If any one of the record average size is "unusually" long, say above 400 bytes, a multi-table may be appropriate. After all, an somewhat depending on the type of filtering done by the queries, the JOIN operation are typically very efficiently done by MySQL, and there is therefore little penalty in keeping separate table.
If it isn't the case i.e if we have user records with more than one user_details, given the relatively small number or records (2 millions) (Yes, 2M is small, not tiny, but small, in modern DBMS contexts), denormalization would probably be a bad idea. (possible exception with cases where we query several dozens of time per second the same 4 or 5 fields, some from the user table, some from the user_detail table.
Bottom lines:
Upvotes: 2
Reputation: 28016
You should easily be able to make either scenario perform well with proper indexing. Two million rows is not that many for any modern RDBMS.
However, one table is a better design if rows in the two tables represent the same logical entity. If the user table has a 1:1 relationship with the user_detail table, you should (probably) combine them.
Edit: A few other answers have mentioned de-normalizing--this assumes the relationship between the tables is 1:n (I read your question to mean the relationship was 1:1). If the relationship is indeed 1:n, you absolutely want to keep them as two tables.
Upvotes: 4
Reputation: 26910
The current trend is denormalize (i.e. put them in the same table). It usually give better performance, but easier to make inconsistent (programming mistake, that is).
Plan: determine your workload type.
Benchmark: See if the performance gain worth the risk.
Upvotes: 1
Reputation: 23972
Joins themselves are not inherently bad; RDBMS are designed to perform joins very efficiently—even with millions or hundreds of millions of records. Normalize first before you start to de-normalize, especially if you're new to DB design. You may ultimately end up incurring more overhead maintaining a de-normalized database than you would to use the appropriate joins.
As to your specific question, it's very difficult to advise because we don't really know what's in the tables. I'll throw out some scenarios, and if one matches yours, then great, otherwise, please give us more details.

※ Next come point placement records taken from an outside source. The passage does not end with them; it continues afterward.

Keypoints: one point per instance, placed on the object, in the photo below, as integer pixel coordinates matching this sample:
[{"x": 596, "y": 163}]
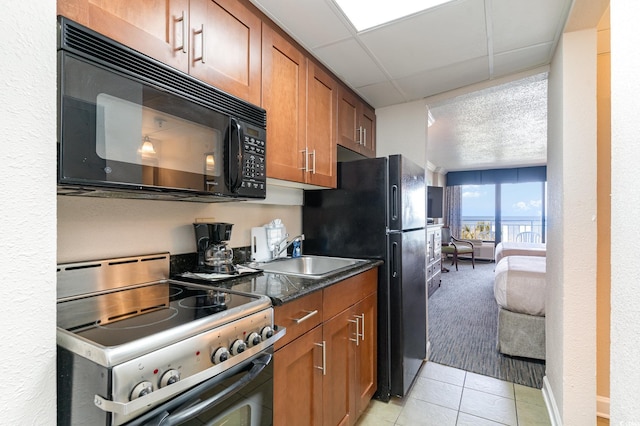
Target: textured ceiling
[{"x": 445, "y": 50}]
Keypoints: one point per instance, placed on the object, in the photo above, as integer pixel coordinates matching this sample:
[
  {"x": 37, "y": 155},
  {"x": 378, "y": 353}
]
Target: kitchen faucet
[{"x": 276, "y": 250}]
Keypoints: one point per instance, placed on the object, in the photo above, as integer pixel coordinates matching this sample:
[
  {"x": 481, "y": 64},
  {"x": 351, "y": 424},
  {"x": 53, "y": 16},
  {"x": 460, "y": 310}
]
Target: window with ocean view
[{"x": 504, "y": 212}]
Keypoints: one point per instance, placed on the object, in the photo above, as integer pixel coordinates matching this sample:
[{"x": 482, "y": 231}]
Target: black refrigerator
[{"x": 378, "y": 212}]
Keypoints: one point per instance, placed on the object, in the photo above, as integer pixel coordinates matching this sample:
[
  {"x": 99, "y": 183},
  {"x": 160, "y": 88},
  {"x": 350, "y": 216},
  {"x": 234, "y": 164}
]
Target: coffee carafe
[{"x": 214, "y": 255}]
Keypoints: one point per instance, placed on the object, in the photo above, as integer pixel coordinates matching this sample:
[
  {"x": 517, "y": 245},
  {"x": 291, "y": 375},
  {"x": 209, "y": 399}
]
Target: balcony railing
[{"x": 484, "y": 228}]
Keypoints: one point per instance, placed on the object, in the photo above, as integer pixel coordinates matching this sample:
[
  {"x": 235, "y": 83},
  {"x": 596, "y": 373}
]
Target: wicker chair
[{"x": 455, "y": 247}]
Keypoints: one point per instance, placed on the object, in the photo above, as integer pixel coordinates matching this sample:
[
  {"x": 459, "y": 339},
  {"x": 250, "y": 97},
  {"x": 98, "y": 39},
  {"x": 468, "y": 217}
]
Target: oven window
[{"x": 252, "y": 406}]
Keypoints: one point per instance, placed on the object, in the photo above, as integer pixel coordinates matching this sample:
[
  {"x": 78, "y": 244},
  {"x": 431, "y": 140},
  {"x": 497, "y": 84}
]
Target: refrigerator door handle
[
  {"x": 394, "y": 263},
  {"x": 394, "y": 202}
]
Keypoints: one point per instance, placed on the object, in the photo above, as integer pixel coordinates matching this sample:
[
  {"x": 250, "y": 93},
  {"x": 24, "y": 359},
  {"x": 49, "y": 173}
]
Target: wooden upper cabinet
[
  {"x": 356, "y": 124},
  {"x": 322, "y": 105},
  {"x": 368, "y": 125},
  {"x": 157, "y": 28},
  {"x": 216, "y": 41},
  {"x": 226, "y": 44},
  {"x": 284, "y": 76}
]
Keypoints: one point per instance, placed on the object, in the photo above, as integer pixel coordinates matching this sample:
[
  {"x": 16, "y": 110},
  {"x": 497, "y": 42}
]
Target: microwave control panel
[{"x": 254, "y": 167}]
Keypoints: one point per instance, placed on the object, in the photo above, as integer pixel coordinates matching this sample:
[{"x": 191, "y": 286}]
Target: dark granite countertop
[{"x": 285, "y": 288}]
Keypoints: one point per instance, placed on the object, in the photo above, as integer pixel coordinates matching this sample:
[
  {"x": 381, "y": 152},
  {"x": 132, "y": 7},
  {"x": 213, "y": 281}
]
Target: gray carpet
[{"x": 463, "y": 318}]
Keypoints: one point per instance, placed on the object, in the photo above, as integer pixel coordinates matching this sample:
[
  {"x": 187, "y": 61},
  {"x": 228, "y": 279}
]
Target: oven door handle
[{"x": 160, "y": 415}]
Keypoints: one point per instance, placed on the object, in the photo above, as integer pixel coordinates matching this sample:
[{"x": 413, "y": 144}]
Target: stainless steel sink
[{"x": 315, "y": 267}]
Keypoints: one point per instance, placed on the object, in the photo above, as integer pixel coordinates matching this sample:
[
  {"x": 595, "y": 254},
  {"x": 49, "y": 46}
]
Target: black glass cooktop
[{"x": 126, "y": 315}]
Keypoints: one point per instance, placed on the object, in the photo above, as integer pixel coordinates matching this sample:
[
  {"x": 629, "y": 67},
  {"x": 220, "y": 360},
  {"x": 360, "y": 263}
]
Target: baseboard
[
  {"x": 550, "y": 402},
  {"x": 603, "y": 406}
]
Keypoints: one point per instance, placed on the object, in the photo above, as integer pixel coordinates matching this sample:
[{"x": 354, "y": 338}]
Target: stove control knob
[
  {"x": 140, "y": 390},
  {"x": 253, "y": 339},
  {"x": 169, "y": 378},
  {"x": 220, "y": 355},
  {"x": 266, "y": 332},
  {"x": 238, "y": 347}
]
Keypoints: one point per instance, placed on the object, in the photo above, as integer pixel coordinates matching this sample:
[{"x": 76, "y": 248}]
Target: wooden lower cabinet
[
  {"x": 338, "y": 391},
  {"x": 327, "y": 376},
  {"x": 367, "y": 352},
  {"x": 297, "y": 377}
]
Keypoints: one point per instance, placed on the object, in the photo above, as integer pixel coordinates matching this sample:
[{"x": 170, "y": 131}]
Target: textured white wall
[
  {"x": 571, "y": 246},
  {"x": 625, "y": 205},
  {"x": 402, "y": 129},
  {"x": 98, "y": 228},
  {"x": 27, "y": 212}
]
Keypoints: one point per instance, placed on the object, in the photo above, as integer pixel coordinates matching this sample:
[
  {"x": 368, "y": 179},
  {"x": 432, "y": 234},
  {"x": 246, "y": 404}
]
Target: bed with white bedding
[
  {"x": 510, "y": 248},
  {"x": 520, "y": 291}
]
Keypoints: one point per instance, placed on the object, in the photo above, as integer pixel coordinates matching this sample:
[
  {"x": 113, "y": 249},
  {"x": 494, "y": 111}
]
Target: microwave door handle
[
  {"x": 235, "y": 157},
  {"x": 162, "y": 417}
]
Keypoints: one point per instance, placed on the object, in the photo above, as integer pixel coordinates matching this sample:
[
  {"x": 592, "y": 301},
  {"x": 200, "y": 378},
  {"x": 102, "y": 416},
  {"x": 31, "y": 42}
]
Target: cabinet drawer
[
  {"x": 298, "y": 316},
  {"x": 340, "y": 296}
]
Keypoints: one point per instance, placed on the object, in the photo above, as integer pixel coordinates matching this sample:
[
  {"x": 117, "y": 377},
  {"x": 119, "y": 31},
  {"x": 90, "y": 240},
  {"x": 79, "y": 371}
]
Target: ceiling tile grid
[{"x": 450, "y": 48}]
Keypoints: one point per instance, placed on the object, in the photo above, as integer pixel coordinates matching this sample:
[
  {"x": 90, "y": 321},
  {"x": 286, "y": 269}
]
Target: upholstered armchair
[{"x": 455, "y": 247}]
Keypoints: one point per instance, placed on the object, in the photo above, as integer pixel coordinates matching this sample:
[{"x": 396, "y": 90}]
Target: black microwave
[{"x": 132, "y": 127}]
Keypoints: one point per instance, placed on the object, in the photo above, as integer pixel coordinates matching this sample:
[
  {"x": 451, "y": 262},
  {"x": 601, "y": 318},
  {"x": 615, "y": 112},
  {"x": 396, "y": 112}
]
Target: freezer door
[
  {"x": 349, "y": 221},
  {"x": 408, "y": 307},
  {"x": 407, "y": 194}
]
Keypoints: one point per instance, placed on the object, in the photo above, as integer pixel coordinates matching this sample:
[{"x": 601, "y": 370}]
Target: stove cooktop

If there is, and will always be a one-to-one relationship between user and user_details, then user details likely contains attributes of the same entity and you can consider combining them.
If the relationship is 1-to-1 and the user_details contains LOTS of data for each user that you don't routinely need when querying, it may be faster to keep that in a separate table. I've seen this often as an optimization to reduce the cost of table scans.

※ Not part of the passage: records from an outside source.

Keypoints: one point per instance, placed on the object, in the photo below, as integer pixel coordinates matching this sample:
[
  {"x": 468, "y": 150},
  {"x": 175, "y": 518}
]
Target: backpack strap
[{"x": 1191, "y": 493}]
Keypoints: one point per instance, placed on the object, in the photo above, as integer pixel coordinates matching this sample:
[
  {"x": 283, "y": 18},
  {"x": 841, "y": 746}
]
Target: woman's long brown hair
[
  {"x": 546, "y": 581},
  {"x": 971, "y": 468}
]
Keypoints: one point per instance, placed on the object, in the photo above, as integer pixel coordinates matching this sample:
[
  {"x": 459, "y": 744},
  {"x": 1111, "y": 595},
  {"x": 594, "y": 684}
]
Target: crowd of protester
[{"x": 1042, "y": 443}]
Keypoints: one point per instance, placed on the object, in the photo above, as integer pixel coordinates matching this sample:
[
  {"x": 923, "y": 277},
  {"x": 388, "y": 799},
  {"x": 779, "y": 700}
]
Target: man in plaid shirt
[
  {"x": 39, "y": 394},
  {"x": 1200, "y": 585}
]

If the relationship is 1-to-many, I'd strongly advice against combining them, you'll soon wish you hadn't (as will those who come after you)

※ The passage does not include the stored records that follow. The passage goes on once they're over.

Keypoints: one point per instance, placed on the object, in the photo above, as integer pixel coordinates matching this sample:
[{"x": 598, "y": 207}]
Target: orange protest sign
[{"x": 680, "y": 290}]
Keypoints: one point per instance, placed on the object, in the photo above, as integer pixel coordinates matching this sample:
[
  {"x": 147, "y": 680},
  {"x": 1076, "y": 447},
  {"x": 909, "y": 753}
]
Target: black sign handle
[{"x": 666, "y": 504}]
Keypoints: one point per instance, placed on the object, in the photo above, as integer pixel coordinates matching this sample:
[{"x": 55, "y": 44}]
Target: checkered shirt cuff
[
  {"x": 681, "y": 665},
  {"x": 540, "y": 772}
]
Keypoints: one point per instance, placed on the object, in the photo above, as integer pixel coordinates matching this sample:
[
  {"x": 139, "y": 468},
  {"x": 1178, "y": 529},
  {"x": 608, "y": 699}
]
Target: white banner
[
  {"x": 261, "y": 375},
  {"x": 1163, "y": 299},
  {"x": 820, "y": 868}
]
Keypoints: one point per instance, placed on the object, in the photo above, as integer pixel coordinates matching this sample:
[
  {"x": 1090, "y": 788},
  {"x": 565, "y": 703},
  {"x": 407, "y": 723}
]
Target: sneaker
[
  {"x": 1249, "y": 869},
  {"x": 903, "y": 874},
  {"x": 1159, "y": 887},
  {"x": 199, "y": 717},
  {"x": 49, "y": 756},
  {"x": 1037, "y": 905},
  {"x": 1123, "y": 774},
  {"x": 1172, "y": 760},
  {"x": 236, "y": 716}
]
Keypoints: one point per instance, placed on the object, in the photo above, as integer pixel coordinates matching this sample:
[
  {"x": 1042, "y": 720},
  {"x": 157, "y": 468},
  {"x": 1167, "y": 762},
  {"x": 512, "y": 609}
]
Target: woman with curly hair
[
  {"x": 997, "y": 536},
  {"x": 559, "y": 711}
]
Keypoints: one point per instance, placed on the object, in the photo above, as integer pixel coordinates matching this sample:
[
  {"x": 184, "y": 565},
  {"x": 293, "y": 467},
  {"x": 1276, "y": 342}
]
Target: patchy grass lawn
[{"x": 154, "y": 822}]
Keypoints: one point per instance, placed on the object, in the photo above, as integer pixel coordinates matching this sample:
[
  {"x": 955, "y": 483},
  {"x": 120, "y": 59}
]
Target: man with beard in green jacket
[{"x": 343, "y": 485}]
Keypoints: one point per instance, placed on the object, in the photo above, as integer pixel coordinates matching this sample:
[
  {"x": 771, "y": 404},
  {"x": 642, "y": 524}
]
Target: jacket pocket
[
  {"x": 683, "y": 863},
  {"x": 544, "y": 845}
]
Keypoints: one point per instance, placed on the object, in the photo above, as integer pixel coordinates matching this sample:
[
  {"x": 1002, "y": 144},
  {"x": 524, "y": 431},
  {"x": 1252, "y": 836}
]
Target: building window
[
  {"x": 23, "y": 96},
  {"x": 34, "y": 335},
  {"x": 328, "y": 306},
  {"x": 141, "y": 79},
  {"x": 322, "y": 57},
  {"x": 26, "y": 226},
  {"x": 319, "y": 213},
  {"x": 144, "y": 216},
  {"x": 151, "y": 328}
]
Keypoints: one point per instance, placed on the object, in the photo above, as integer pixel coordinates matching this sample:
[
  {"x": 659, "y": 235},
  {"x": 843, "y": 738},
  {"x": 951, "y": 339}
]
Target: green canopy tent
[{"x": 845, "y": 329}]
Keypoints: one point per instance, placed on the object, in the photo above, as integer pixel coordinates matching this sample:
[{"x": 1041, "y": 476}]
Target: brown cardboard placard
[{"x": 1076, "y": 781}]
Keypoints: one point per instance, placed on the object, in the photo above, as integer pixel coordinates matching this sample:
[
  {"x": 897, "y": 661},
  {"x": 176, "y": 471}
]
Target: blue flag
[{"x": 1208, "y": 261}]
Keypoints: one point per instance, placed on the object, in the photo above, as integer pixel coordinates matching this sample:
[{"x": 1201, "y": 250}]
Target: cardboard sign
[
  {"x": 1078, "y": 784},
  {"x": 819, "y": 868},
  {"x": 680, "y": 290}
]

If the schema of user_details changes, I've seen this too where there is a core table and an additional attribute table with variable schema. If this is the case, proceed with caution.
Upvotes: 2
Reputation: 52107
Denormalization will generally use-up more space while affording better query performance.
Be careful though - cache also matters and having more data effectively "shrinks" your cache! This may or may not wipe-out the theoretical performance benefit of merging two tables into one. As always, benchmark with representative data.
Of course, the more denormalized your data model is, the harder it will be to enforce data consistency. Performance does not matter if data is incorrect!
So, the answer to your question is: "it depends" ;)
Upvotes: 1